我不,我要等叶闻星出来。家里就一张床她睡哪儿。
你难道就看不出来秦摘月对她不一样吗?
所以呢?你想说什么?想告诉我她们两情相悦吗?
我没这个意思,叶闻星也不一定是那种感情。
路遥迢冷笑:她眼睛都黏摘月身上了,你说不一定是喜欢,却又说摘月对她不一样,你也太双标了。
张杳杳也急了:双标的不是我。
你帮她不帮我是吧?
这不是帮不帮的问题,三年了,她要喜欢你早就喜欢了,你何必
我何必?那你又何必。
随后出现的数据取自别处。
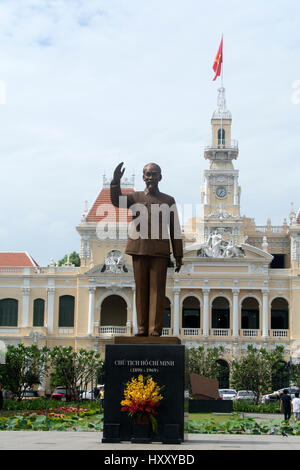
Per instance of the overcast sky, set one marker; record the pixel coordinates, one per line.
(90, 83)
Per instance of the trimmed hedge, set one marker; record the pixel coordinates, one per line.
(40, 404)
(245, 407)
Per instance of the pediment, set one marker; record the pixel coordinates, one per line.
(102, 269)
(243, 252)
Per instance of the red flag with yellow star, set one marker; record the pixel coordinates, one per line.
(218, 60)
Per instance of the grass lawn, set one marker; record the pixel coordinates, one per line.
(218, 418)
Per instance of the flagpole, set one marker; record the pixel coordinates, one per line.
(222, 65)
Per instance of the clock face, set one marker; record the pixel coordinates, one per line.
(221, 191)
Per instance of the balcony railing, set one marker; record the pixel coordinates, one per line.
(250, 333)
(221, 331)
(280, 333)
(166, 331)
(112, 330)
(190, 331)
(233, 145)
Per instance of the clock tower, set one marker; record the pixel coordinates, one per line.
(220, 195)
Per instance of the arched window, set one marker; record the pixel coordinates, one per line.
(280, 375)
(220, 313)
(279, 314)
(167, 313)
(250, 314)
(8, 312)
(191, 313)
(113, 311)
(223, 376)
(38, 312)
(66, 311)
(221, 137)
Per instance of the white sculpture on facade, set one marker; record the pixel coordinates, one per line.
(114, 262)
(217, 247)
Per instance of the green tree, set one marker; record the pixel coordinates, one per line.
(24, 367)
(74, 369)
(255, 370)
(203, 361)
(74, 258)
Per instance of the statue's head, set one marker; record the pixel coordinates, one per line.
(152, 175)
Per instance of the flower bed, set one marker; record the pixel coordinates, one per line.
(61, 419)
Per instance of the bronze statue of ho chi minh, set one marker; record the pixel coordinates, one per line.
(150, 247)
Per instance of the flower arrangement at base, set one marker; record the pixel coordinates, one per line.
(142, 397)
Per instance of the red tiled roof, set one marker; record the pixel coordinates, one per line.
(16, 259)
(109, 213)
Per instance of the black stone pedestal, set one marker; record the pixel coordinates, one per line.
(165, 364)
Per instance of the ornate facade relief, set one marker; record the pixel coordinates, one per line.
(114, 262)
(217, 247)
(220, 214)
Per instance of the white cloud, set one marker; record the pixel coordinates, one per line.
(93, 83)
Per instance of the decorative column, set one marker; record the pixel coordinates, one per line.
(265, 322)
(134, 315)
(235, 319)
(176, 291)
(92, 290)
(206, 190)
(50, 309)
(205, 311)
(25, 307)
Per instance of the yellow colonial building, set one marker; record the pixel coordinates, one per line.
(240, 283)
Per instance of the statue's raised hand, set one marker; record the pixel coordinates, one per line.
(118, 173)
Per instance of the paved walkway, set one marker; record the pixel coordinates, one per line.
(56, 440)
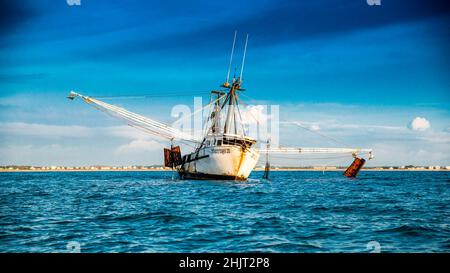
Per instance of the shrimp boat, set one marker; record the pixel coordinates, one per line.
(224, 151)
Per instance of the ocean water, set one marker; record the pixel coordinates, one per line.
(291, 212)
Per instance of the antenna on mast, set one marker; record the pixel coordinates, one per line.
(227, 84)
(243, 58)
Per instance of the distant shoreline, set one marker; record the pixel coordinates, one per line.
(257, 170)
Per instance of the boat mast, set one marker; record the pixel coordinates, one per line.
(230, 121)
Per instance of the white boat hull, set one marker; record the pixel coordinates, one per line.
(228, 162)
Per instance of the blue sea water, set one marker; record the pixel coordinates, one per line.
(291, 212)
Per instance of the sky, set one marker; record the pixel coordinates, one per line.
(367, 76)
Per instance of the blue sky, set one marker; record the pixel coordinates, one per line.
(360, 73)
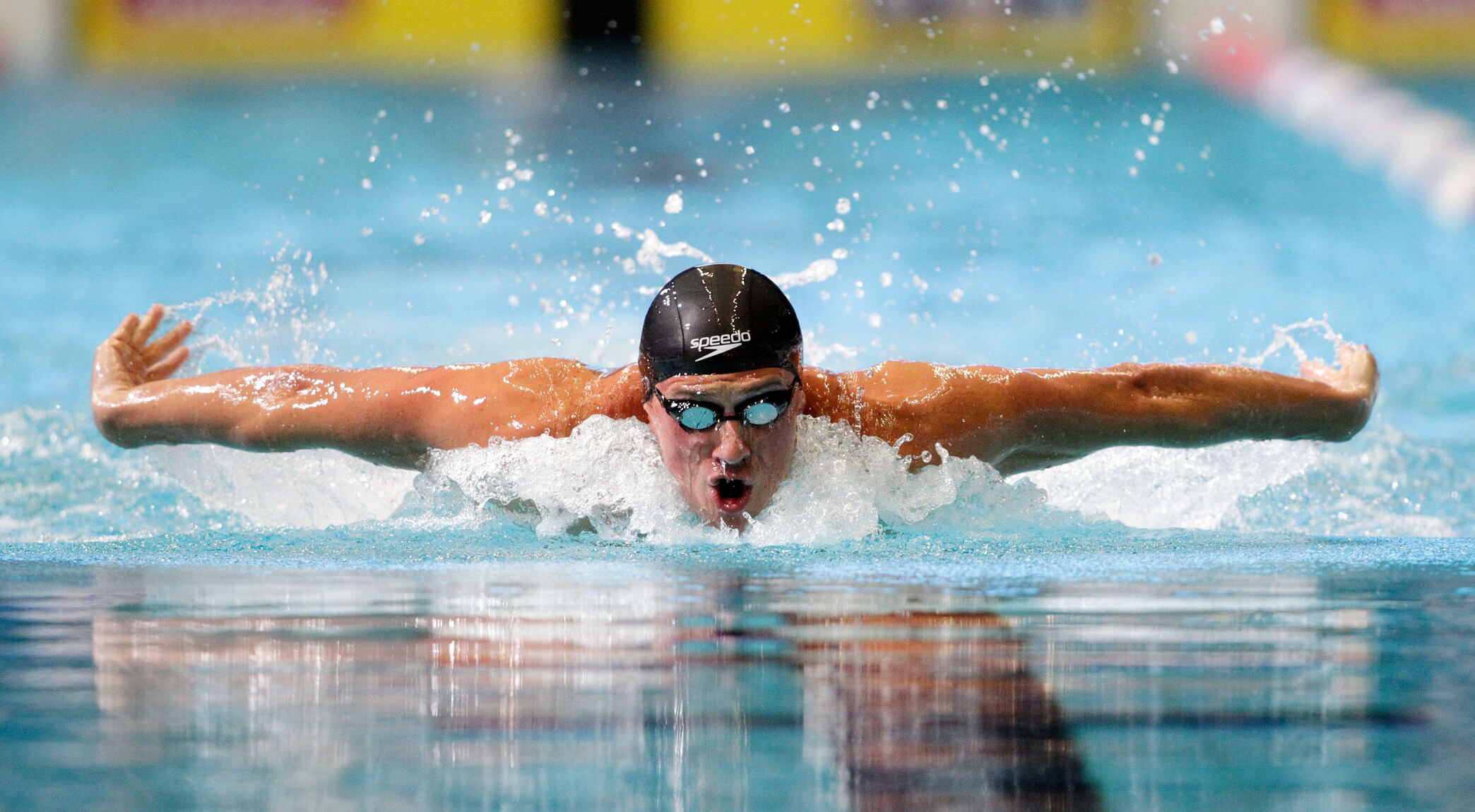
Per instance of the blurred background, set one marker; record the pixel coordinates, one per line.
(1021, 181)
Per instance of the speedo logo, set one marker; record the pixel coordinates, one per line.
(720, 344)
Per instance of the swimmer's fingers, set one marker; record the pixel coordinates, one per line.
(126, 329)
(1356, 370)
(169, 366)
(146, 326)
(167, 342)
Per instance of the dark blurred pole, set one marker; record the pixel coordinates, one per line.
(605, 30)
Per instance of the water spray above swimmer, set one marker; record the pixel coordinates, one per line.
(722, 385)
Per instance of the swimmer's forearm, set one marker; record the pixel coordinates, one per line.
(1073, 413)
(282, 409)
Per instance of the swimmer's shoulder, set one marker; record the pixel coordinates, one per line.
(897, 398)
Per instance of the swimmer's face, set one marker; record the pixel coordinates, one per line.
(730, 470)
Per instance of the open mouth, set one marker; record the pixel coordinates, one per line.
(732, 494)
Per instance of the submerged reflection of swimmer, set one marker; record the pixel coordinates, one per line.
(720, 382)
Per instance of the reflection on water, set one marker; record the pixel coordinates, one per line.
(558, 687)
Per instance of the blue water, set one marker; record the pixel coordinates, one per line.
(1260, 627)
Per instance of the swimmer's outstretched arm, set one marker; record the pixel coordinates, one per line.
(389, 416)
(1021, 420)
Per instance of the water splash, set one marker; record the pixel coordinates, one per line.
(608, 478)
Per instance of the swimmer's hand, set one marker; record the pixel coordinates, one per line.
(1356, 378)
(129, 360)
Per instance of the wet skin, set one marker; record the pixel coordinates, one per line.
(709, 465)
(1015, 420)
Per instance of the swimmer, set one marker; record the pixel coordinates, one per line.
(720, 381)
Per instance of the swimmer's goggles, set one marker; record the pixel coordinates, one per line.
(699, 416)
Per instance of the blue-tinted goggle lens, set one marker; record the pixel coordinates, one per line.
(695, 416)
(699, 417)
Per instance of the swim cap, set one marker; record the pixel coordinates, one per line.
(718, 318)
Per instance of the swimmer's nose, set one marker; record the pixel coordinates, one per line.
(732, 450)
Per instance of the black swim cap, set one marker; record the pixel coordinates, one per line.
(718, 318)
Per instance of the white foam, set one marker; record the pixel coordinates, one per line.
(843, 486)
(1194, 488)
(303, 488)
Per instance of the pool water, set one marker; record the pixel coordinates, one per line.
(540, 625)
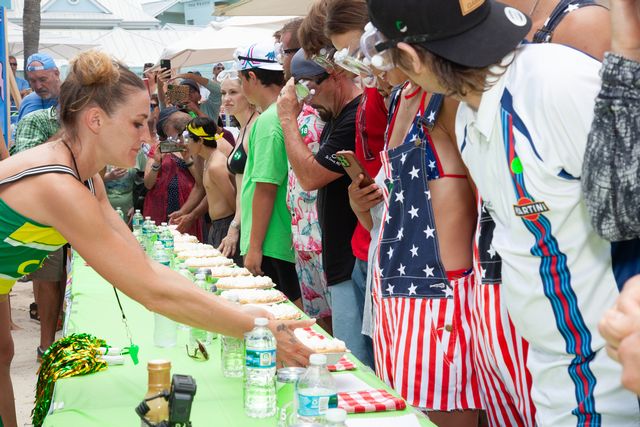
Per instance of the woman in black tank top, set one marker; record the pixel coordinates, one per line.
(235, 103)
(104, 108)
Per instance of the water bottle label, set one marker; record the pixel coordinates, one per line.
(260, 358)
(314, 406)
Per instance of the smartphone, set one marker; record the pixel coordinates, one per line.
(353, 167)
(172, 145)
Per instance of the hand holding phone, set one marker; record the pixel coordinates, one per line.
(353, 167)
(165, 63)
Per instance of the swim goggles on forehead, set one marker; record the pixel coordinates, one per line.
(231, 74)
(370, 42)
(281, 52)
(245, 62)
(324, 58)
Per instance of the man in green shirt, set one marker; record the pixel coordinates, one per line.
(265, 238)
(34, 129)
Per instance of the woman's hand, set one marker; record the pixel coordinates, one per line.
(363, 199)
(114, 173)
(620, 327)
(230, 243)
(164, 76)
(158, 155)
(289, 107)
(290, 351)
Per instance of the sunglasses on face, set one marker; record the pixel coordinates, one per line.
(199, 353)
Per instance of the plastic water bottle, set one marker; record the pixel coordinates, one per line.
(160, 254)
(195, 333)
(232, 351)
(137, 220)
(165, 330)
(166, 238)
(260, 371)
(315, 391)
(336, 417)
(147, 225)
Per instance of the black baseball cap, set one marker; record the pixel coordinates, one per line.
(472, 33)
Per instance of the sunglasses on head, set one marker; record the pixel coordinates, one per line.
(199, 353)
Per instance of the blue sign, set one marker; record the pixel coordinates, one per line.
(5, 101)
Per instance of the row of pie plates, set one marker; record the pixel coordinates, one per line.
(255, 290)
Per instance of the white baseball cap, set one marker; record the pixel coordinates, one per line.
(259, 55)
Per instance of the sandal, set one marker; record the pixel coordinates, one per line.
(33, 312)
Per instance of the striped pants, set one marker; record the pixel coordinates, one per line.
(422, 348)
(500, 360)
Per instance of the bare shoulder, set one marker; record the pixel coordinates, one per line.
(447, 119)
(591, 20)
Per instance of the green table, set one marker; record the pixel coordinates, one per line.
(108, 398)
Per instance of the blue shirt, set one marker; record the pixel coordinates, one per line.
(22, 83)
(33, 102)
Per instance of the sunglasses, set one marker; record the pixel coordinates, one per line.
(199, 353)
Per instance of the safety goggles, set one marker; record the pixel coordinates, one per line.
(324, 58)
(231, 74)
(244, 62)
(373, 46)
(199, 352)
(281, 52)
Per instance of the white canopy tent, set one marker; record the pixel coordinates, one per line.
(265, 8)
(219, 40)
(60, 47)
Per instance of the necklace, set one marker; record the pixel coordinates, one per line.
(533, 9)
(412, 94)
(245, 128)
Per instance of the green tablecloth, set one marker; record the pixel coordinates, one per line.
(108, 398)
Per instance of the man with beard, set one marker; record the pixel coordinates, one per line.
(44, 78)
(336, 98)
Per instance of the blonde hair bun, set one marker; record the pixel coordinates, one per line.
(95, 68)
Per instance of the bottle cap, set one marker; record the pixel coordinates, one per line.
(231, 297)
(318, 359)
(336, 415)
(158, 364)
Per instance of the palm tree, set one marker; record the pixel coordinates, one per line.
(31, 28)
路遥迢被气得眼眶红,我算是知道你为什么带她来了。
你怎么能这么坏。
还拉着她出门给两人腾出空间,又来和她讲这些大道理。
我这么烦,那你自己坐计程车回去好了。
路遥迢甩开那只想拉住她的手,跑进了电梯。
张杳杳看着落空的手,开始懊悔。
她该知道的,即便秦摘月每次明里暗里的拒绝都没办法改变路遥迢的想法,而她每次想尽办法的给两人制造机会也早就让秦摘月不满了。
每次就连聚会都不会和路遥迢单独相处,要她在才行。
她不懂为什么路遥迢还不明白。
餐厅灯火通明,火锅的香味弥漫着房间。秦摘月将窗户开大散味。
做完这一切才靠着门框看着垂着脑袋的叶闻星,这才看见她捂着腹部的手。
抱着的手才缓缓放下,她问:肚子疼?
嗯。
这离她住的楼栋不远,她坚持一下应该可以回到家。
叶闻星撑着桌子试图站起来。
站是站起来了,却不是很稳直直往前倒去。
秦摘月离得近,扶住了她。
这摔下去撞到柜子,至少得留疤。
例假?
嗯。叶闻星声音都在发颤,她估算的日子不是今天。
那还碰凉水吃火锅?
秦摘月严厉得让她心发颤,生怕她觉得自己是故意这样的。
我我真不知道,我算的不是今天,可能是最近作息不好失调了。
起初有点微痛她没太放在心上,也没往这方面想。
叶闻星推开她,想蹲会,这样能够得到片刻缓解。
算错时间这点秦摘月是信的。
以前上学时经常靠她提醒。
叶闻星听见卧室关门声,扶着餐椅想起身。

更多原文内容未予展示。